When Doug Manchester owned the San Diego Union-Tribune, the lifelong San Diegan attempted to reshape the region in his image. Think a new Chargers stadium on the waterfront and front-page editorials for his preferred mayoral candidate.
His sale to the Chicago-based Tribune Publishing in May brought all that to an end. The change meant that like them or not, the big decisions about the paper’s approach and fate would be made by people outside San Diego.
This new reality was driven home Tuesday, when Tribune fired Austin Beutner, publisher of both the Union-Tribune and the Los Angeles Times. According to various news reports, the Chicago folks didn’t like how Beutner was trying to turn the Times into a civic force and potentially set up his own political career in the process. In Beutner’s place, the company is appointing Timothy E. Ryan, publisher of the Baltimore Sun.

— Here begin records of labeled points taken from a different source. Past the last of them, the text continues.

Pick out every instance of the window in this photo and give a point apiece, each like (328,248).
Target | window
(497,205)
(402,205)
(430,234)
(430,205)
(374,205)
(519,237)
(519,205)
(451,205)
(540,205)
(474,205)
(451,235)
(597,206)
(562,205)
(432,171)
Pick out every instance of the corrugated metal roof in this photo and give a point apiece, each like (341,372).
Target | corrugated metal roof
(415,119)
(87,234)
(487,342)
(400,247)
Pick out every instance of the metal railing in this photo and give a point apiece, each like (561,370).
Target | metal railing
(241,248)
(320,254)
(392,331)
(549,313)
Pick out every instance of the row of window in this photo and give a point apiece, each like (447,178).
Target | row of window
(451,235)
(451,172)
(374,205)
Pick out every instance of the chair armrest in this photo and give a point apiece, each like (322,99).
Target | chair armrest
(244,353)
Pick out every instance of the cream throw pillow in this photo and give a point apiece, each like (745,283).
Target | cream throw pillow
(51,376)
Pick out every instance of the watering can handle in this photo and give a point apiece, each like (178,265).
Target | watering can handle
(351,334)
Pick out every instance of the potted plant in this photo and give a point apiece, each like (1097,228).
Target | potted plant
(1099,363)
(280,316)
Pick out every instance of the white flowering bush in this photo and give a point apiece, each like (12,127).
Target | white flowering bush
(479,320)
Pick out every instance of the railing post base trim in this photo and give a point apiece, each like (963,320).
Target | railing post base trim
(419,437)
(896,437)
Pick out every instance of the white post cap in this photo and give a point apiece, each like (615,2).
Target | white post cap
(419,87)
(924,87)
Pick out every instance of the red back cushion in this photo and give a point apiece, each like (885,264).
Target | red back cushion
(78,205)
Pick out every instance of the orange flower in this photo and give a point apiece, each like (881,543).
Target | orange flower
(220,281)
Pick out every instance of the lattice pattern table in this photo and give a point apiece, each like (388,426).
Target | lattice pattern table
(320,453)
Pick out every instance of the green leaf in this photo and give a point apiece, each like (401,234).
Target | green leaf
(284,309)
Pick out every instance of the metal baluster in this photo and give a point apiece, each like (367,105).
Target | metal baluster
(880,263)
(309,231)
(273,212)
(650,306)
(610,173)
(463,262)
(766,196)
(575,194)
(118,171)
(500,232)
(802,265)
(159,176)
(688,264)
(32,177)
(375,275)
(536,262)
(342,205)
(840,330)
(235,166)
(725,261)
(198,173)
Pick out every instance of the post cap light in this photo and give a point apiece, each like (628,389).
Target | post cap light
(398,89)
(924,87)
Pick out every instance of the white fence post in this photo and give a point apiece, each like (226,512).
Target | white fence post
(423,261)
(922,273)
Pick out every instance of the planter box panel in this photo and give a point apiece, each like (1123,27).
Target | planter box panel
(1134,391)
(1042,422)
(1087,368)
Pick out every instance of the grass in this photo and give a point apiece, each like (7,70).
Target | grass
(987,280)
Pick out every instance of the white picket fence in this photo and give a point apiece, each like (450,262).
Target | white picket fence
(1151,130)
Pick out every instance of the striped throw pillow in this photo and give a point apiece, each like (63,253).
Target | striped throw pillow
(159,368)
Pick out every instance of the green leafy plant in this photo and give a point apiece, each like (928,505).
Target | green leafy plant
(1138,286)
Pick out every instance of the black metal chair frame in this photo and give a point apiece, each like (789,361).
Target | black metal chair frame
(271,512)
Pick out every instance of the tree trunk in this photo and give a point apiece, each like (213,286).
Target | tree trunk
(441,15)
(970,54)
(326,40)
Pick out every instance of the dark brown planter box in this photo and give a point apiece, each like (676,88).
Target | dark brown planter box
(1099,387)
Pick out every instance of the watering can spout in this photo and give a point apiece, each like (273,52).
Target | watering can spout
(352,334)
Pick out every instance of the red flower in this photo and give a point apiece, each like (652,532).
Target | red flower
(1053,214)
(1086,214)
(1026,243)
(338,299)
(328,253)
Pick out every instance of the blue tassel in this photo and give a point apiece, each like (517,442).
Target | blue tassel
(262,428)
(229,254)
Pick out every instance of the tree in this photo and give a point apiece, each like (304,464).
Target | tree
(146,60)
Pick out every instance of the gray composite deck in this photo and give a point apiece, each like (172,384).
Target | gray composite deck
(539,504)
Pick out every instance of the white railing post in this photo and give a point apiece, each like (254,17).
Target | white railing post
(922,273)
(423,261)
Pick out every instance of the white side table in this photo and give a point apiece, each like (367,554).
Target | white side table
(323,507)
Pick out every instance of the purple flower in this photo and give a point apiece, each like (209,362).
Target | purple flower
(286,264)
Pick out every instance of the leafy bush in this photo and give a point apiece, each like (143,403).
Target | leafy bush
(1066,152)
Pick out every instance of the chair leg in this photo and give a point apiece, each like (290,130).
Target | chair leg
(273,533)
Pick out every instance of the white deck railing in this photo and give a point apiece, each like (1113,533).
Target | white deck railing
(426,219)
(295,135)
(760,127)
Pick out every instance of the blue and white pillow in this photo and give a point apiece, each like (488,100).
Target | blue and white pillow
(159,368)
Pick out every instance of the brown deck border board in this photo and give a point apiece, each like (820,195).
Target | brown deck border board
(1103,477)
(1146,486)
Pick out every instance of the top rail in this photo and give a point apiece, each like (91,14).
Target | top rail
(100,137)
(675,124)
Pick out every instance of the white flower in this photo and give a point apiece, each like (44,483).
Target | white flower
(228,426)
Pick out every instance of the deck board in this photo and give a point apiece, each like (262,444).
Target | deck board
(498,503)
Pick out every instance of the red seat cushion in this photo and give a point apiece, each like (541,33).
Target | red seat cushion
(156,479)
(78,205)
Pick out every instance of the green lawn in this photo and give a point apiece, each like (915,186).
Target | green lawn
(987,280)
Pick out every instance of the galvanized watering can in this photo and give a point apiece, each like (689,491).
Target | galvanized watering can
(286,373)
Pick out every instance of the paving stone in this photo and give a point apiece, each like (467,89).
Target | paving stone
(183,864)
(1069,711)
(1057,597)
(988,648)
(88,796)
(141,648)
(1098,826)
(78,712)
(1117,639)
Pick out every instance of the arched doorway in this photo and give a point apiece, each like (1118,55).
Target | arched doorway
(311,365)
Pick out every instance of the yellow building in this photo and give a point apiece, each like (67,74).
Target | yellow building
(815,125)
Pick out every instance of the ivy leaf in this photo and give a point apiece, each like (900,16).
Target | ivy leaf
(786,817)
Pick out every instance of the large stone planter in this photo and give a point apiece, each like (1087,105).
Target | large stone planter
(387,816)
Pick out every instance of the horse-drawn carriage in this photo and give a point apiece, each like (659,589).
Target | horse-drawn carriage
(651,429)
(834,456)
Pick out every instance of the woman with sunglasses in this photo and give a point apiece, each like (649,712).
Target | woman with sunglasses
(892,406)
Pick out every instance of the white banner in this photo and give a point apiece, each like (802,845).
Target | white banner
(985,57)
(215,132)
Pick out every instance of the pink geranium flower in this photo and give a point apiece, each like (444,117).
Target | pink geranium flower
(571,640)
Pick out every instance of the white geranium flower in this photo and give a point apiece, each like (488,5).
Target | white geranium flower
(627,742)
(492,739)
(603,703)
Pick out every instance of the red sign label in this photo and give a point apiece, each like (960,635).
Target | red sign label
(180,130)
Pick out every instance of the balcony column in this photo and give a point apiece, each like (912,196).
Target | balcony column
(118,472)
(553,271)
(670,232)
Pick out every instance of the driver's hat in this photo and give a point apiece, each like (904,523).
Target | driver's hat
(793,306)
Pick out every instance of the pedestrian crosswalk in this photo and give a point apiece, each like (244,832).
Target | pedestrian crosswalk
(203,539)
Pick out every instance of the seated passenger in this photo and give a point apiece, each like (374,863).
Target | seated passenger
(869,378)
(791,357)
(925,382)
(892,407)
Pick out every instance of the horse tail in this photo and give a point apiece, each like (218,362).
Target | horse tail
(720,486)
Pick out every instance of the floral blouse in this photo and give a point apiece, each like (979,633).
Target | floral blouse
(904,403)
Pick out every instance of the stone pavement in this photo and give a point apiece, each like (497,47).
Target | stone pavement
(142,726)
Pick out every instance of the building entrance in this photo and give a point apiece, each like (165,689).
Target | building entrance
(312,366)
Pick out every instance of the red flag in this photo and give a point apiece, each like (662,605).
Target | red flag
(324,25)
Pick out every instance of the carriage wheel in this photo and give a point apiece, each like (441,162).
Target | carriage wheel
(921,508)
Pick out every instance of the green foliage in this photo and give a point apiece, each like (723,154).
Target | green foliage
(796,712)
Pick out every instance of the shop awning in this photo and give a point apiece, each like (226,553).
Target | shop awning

Chicago. Los Angeles. Baltimore. These are the cities where decisions are being made about the future of San Diego’s newspaper – with the role of people here marginal at best. Indeed, in Beutner’s goodbye letter posted on Facebook, he opines a lot on the L.A. Times, but only mentions the Union-Tribune in passing.
In Beutner’s brief time in charge, the paper has already made systemic changes. It laid off almost 200 people – almost 30 percent of its staff – mainly by consolidating print and delivery operations in L.A. It changed its name from U-T San Diego back to the Union-Tribune. It unveiled a morning news roundup called Essential California that has racked up 10,000 subscribers.
Ryan, the new publisher, faces the same pressures Beutner did. Manchester retained the U-T’s Mission Valley property when he sold the paper, and the company has to decide what to do with its employees when its lease expires in May.
And there are more existential threats. Here’s how Scott Lewis described them when Tribune bought the U-T:
With internet advertising, newspapers are competing with Facebook and Google and thousands of other upstart apps, all of whom say they can create a better experience, target populations better and deliver more direct value for advertisers.
Thus, as it stands, newspapers are marching toward a cliff — that spot where print revenue sinks so low the operation is not viable but the bridge to the digital future is not yet complete.
With Beutner out, it’s now Ryan’s job to figure out how to build that bridge.